This post is also available in: Hindi
Well, you would have tried chole masala a lot of time. This time I wanted to add some different coastal flavor to this recipe, so I added coconut to it. Talking about the taste; well, it came out really yummy. though if you don’t want to add coconut, just skip it and your all time favorite chole masala is ready or you can refer this recipe.
- 5 tbsp Fresh Coconut grated
- 2 cups Chole
- 3 Onion
- 3 Tomatoes
- 2 Green Chillies
- 1 tsp Red Chilli Powder
- 1/2 inch Ginger
- 5 Garlic Pods
- 2 Green Cardamom
- 4 Cloves
- 5 Black Peppercorns
- 1/2 inch Cinnamon Stick
- 1 Bay Leaf
- 1 tsp Garam Masala Powder
- 1 tsp Turmeric
- Salt to taste
- Water as needed
- 2 tbsp Oil
- 1 tsp Cumin Seeds
- 1 tbsp Green Coriander Leaves
Wash and soak the Chole overnight. After 8 to 10 hours of soaking, cook them in a pressure cooker on high flame in 3 cups of water for 3 whistles.
Add salt and turmeric while boiling. Let it stand till the pressure releases on its own.
Slice the onions and blanch the tomatoes and puree them.
In a heavy bottom pan, add 1 tablespoon of oil. Add the cumin seeds and let splutter on low flame.

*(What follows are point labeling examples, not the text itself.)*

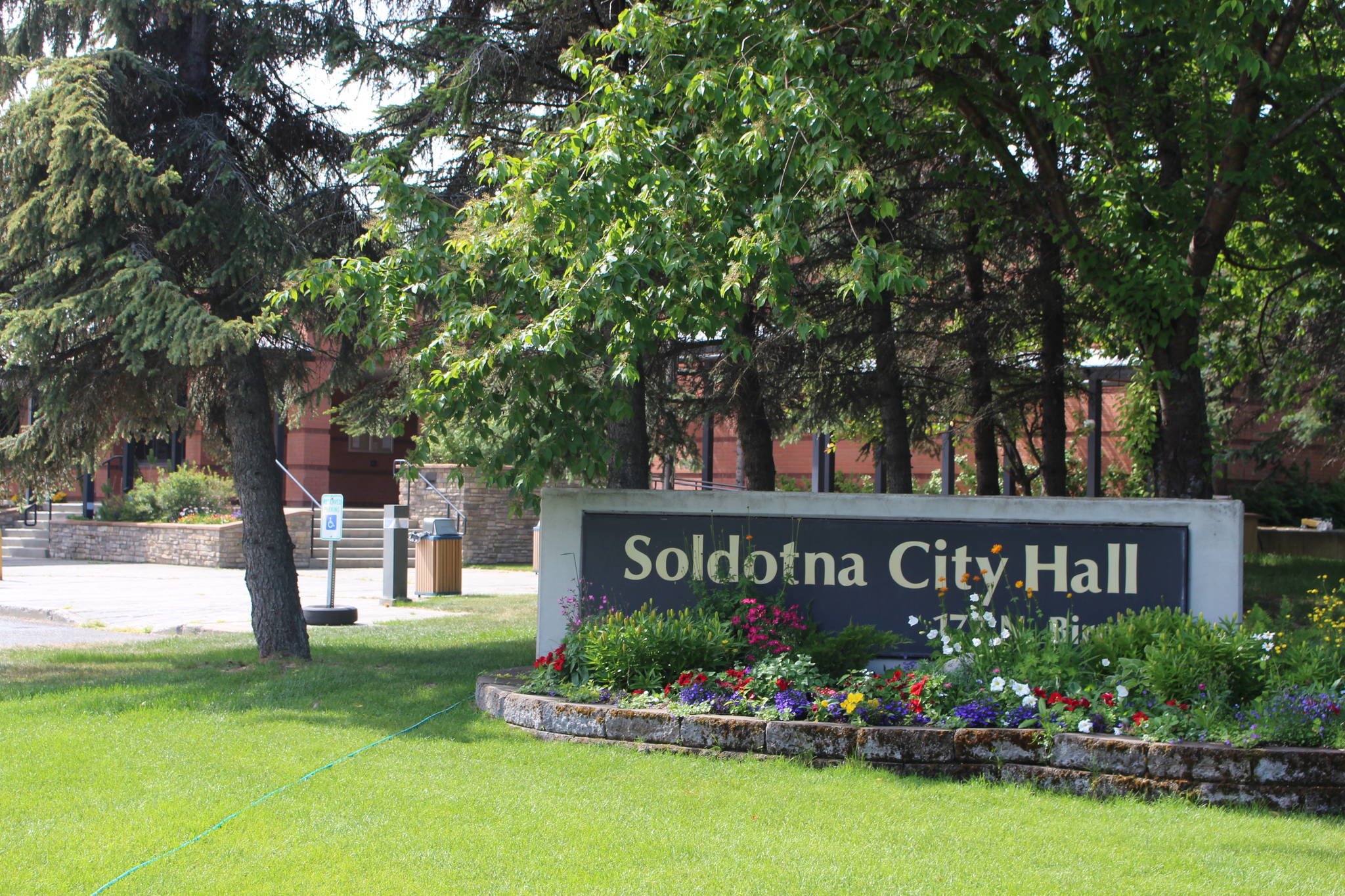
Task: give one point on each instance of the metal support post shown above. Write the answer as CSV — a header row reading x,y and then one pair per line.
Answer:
x,y
397,521
87,494
708,452
1094,484
824,464
128,463
331,572
946,467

Put in the grated coconut and shallow fry till it changes to light brown in color. Remove and keep aside.
Wipe the pan and again add 1 tablespoon oil. Keep the heat low and toss in the sliced onions. Let them cook until light golden brown.
Take the fried coconut mixture, fried onions, ginger, garlic, green chillies, Cardamoms, bay leaf, Cinnamon stick, black peppercorns, cloves in a grinder jar.
Grind to make a coarse paste. Add a little water if needed.
Again, heat the pan and pour this paste in it. Keeping the heat low, stir-fry this till color changes to golden brown.
At this point, add the tomato puree. Stir a bit till it gets mixed well and the mixture will leave oil from the sides.
Add the salt, red chilli powder,garam masala powder then add the boiled Chole.
Add as much water as needed at this point (depending on the consistency you like) and let it simmer for about 10 minutes.
Adjust seasonings and garnish with chopped green coriander leaves.
Shut off the flame and cover with a lid for 5 minutes before serving.
Serving suggestions- Any rice, Naan, Roti or Parathas.
Keep the gravy mix to a coarse paste, this gives a bite to the final chole recipe.
Fry the gravy till it starts leaving oil from the sides. At that point all the water is burned and gravy is well cooked.
Add water to the recipe as per your liking. Ideally with rice you would want more gravy vs with chapati.